|Name||Landscape Of The Soul|
Short Summary- Landscape Of The Soul
This chapter is divided into two sections, each of which uses a variety of stories to teach us about art and its history. In the section from “Landscape of the Soul: Ethics and Spirituality in Chinese Painting,” two stories are used to teach us about the craft of painting. The first one is about Wu Daozi, a well-known Chinese painter. He was engaged by Tang Emperor Xuanzong to decorate a wall of the palace in the eighth century.
Wu portrayed lovely sceneries with mountains, waterfalls, woods, clouds, and blue skies, as well as people living peacefully in a joyful atmosphere. But he also painted a spirit-filled cave at the base of a mountain. The work of the master was covered behind a screen, accessible only to the Emperor. When the artist presented his work to the emperor, he forced the emperor to look at a cave at the foot of the mountain and associate it with a real spirit. The cave’s entrance opened when the painter clapped his hands. Before the Emperor could react or move, the painter entered the cave, but the door shut behind him and the painting disappeared from the wall. The artist Wu Daozi was never again seen in this world, and there was no trace of his brush.

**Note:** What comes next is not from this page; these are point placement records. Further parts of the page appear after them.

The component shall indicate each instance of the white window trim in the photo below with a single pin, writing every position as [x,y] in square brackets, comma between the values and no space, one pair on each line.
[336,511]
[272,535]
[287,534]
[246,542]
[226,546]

The author claims that the disappearance signifies knowledge of the mystical inner universe. Therefore, it claims that only masters are aware of the path within and are capable of changing into any material existence. Similar to the first narrative, the second tells of a painter who trusted in the mystical powers of art. He had such a powerful and strong faith in his art that he was scared of bringing it to life and becoming a victim of a fire-breathing dragon.
The third one is up next, and it’s about a Master Blacksmith named Quinten Metsys who develops feelings for the painter’s daughter. Even though the father did not approve of his son-in-law working in such a field, he nonetheless did so. In order to accomplish this, Quinten crept into the artist’s studio and painted a fly on his most recent panel with such skillful realism that the master tried to swat it away before realising what had happened. It resembled a real one because of its delicate realism. These two narratives show what each artistic movement aims for: in Europe, a faultless, illusionistic likeness; in Asia, the essence of inner life and soul.
The author also discusses Shanshui, which is a term for mountain water in Chinese philosophy. According to Daoism, the masculine and feminine poles of this world, Yin and Yang, are in perfect balance with one another (masculine). These two energies interact to produce the world. In Daoism, a landscape is referred to as “Shanshui”. However, it represents the Daoist conception of the world rather than a real landscape.
Finally, the second chapter in Brinda Suri’s book “Getting Inside Outsider Art” discusses the idea of “art brut.” The term “art brut” refers to work created by those who “have no right” to be artists. It’s because despite not having any official training, they have artistic talent and intelligence. She describes them as the ones who challenge conventional wisdom and think beyond the box. Their creations are regarded as “unorthodox” art. French painter Jean Dubuffet questioned the idea of “art brut” in the 1940s. The untrained visionary’s art had been of secondary significance before that. “An untrained genius was building paradise” at about the same time. She uses Nek Chand’s work at the Rock Garden in Chandigarh as an illustration of art brut.
About The Author
The writer is Brinda Suri. The arts are the chapter’s central focus. It centres on the painting medium as told through a number of different stories. We gain knowledge of Chinese painters, their creations, and the narrative that inspired them.
In summary, the Landscape to Soul summary teaches us that art is an endless form with a rich history that defies classification and has a life of its own.